Friday, June 15, 2007

Heh, I Just Remembered This

In case it's not obvious, I prefer a bit of anonymity around here. But, if you want to know my ethnic make-up, well, Scotch-Irish would play a big part in it. Not the only part but, you know, Ireland is a really nice place, I've visited there, and I probably wouldn't mind going back one day. Stay with some relatives again.


Anyhow, I mentioned how when I was in college where, of course, Asians were slightly overrepresented as an overall percentage of the population in the student body that I, in fact, had some friends of the oriental persuasion. Friends of all different sorts of ethnicities, when you get down to it. Which was a bit of a change since I was coming from a pretty homogeneous and, largely, whitebread suburb. I roomed freshmen year, for example, with an engineering student from Bangladesh – who was a rich asshole – and he rode with a posse of foreign nationals from the east, some of them were pretty cool. And also with a music student from the west coast who just happened to be Thai. We still talk from time to time. When we get together it's something like this:


This is my black friend.


No, I mean, I'm not trying to say that I have a token Asian friend so that makes my casual racism a-okay. Just that I'm a fairly liberal person and UofM was a fairly liberal school with a lot of diversity – we were fighting the whole affirmative action battle while I was there – and I met all sorts of people. People's race, people's backgrounds weren't exactly ignored but they weren't exactly an issue, either. At least not as much, I think, as it would have been for my parents or earlier generations who seem stuck in the polar world of black/white race relations; the one that leaves me with such guilt and anxiety about even bringing the topic up. The picture for me had a lot more shades of brown, so to speak – more aligned based on culture rather than skin tone and those lines are only going to continue to blur as time goes on. Which is, you know, a good thing.


People are always going to be tribal, they're always going to gravitate towards likeminded individuals, sure, but also to people who share their experiences and outlooks. I don't think ethnicity will ever be a complete non-factor, I think people are still going to want to sit, for example, at the cafeteria table with people who look like them. But I also think it was about as big a deal that the black kids liked to sit with other black kids as it was that the poly sci students liked to sit with other poly sci students. There wasn't any judgement, any exclusion, any deliberate attempt to segregate. It's just a matter of people finding comfort with their own group. As long as there's some exchange between those various tribes. As long as, say, you get an art student who likes to eat with the engineers at lunch while discussing literature with the English students into the night at a coffee bar, then you have a flow of ideas and people between those various groups. Same thing with various racial/ethnic camps. It's all right to take pride in that sort of thing, to derive your identity, in part, from all the history behind you. But you just don't want to get carried away with it all – you should be opening up possibilities, not closing down opportunities.

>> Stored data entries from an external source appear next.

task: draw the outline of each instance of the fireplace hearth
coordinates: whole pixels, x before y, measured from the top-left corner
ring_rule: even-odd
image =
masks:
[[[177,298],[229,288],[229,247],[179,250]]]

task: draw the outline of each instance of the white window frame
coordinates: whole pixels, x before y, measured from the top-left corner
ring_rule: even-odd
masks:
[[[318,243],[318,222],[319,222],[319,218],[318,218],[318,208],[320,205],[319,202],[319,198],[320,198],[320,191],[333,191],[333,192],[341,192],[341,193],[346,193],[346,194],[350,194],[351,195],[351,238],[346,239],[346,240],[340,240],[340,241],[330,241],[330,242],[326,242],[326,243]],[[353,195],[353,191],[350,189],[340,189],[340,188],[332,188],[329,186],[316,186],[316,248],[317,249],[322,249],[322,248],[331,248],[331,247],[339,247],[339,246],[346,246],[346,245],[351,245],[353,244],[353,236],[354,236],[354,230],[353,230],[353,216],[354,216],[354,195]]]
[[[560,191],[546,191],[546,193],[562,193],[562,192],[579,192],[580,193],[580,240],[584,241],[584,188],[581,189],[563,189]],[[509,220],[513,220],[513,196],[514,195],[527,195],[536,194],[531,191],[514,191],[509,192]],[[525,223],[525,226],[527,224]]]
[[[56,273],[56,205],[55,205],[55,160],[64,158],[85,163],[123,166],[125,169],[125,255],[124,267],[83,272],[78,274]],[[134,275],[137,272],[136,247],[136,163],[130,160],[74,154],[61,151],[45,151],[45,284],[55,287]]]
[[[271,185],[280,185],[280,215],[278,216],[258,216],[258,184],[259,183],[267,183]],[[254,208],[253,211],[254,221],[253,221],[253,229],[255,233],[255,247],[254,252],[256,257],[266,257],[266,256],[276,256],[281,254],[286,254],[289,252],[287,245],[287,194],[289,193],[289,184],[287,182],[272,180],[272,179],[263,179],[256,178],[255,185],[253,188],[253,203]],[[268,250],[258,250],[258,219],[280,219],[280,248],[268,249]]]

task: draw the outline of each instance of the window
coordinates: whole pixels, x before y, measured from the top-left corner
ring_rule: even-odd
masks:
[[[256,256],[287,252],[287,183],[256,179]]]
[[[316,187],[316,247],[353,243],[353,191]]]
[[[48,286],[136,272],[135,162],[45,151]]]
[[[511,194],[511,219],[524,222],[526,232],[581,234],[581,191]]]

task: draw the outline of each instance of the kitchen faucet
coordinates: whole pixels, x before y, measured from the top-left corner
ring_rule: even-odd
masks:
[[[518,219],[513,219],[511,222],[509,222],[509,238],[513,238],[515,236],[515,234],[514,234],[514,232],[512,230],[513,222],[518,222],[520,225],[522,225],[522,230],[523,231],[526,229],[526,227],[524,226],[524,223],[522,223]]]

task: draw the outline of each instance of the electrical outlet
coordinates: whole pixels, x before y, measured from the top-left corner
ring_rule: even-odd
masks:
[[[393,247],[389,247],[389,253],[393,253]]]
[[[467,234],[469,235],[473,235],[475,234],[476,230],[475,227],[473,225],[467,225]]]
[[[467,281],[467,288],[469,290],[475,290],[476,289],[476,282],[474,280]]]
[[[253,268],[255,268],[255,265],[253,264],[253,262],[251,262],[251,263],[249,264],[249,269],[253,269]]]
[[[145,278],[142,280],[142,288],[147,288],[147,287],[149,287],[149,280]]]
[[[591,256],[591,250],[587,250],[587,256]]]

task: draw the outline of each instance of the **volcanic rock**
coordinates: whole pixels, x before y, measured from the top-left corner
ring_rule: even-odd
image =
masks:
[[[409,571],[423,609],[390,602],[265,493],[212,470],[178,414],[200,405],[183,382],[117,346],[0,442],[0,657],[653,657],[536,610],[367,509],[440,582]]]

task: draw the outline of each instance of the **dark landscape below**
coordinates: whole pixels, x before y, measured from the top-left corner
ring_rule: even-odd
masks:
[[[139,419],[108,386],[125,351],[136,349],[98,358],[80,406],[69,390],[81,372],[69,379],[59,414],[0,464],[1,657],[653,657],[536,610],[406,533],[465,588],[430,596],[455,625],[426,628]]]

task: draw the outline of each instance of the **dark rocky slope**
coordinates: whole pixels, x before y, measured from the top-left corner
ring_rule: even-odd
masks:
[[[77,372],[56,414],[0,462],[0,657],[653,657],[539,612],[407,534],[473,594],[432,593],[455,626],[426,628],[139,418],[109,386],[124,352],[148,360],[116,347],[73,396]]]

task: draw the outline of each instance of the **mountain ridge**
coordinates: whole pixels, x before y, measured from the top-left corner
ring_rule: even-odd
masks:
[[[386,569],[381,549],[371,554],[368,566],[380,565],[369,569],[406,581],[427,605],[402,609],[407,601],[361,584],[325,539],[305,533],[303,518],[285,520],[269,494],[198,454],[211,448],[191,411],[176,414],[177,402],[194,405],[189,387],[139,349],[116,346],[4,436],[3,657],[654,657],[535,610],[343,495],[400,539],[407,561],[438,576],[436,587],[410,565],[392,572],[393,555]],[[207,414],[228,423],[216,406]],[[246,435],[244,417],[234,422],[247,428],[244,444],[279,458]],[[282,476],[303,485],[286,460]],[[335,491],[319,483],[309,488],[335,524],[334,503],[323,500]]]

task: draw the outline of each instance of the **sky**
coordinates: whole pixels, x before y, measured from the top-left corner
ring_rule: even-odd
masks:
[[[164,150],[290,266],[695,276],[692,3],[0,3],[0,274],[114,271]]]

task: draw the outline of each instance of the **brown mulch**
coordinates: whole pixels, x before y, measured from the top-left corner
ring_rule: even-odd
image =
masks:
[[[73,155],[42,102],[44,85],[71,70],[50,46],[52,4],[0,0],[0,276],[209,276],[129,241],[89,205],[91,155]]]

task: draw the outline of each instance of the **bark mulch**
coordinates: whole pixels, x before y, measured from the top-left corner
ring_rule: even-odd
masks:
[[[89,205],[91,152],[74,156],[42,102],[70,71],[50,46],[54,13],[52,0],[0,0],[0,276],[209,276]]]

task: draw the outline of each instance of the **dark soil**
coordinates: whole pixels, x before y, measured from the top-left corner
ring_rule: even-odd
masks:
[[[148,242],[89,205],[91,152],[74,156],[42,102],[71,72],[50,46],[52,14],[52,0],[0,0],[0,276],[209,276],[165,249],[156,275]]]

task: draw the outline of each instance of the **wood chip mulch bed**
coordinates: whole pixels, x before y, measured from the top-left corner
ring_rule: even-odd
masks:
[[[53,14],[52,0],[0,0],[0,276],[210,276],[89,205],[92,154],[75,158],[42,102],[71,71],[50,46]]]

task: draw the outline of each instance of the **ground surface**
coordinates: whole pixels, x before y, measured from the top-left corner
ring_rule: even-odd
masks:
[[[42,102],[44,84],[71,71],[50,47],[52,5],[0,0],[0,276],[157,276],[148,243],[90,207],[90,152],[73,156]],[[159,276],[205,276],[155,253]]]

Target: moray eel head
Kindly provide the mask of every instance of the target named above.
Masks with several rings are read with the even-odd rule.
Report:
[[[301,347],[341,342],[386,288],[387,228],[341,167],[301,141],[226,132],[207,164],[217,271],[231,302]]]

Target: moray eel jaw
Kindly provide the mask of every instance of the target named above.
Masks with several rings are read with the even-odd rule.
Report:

So, yeah, anyway, I hung out with all sorts of people in college. And it being college, there was plenty of late nights and opportunities to vent some stress when cramming or hanging out or whatever. When you get a bunch of young people sitting around and trying to figure out their lives and mix in copious amounts of substances of varying legality, well, the jokes and insults can start to fly. It's, you know, bonding. You get together and you rip into each other mercilessly for anything and everything. About grades, about girls, about clothes, about having just spilled that drink all over yourself in the middle of the restaurant, and, yes, about race. The kind of thing that if someone walked in on it – say, our parents – or overheard without the context of friendship and familiarity could easily misconstrue as hurtful. But, really, I think that the boundaries coming down only shows how far causing each other pain was from our minds.


I had some good cracks myself, I think, but for whatever reason I can't remember them. What I do remember is a particularly hilarious exchange with this friend of mine who was Chinese. Born in Schezuan, I think, he and his family moved over when he was, like, five and settled on the east coast. And we met because we were staying in the same dorm. Cool guy, we traded barbs pretty often. And I mention all this because while I was writing the previous post, the memory bubbled to the front of my mine of this guy – the one gave himself an anglicized name after watching a James Bond movie – curling up his lip in a sneer of contempt and, proclaiming, with his slightly reedy afterimage of a Chinese accent, “The Irish. The only people stupid enough to base their economy on the potato.”


We all fell over laughing our asses off. What can I say? Motherfucker got me good.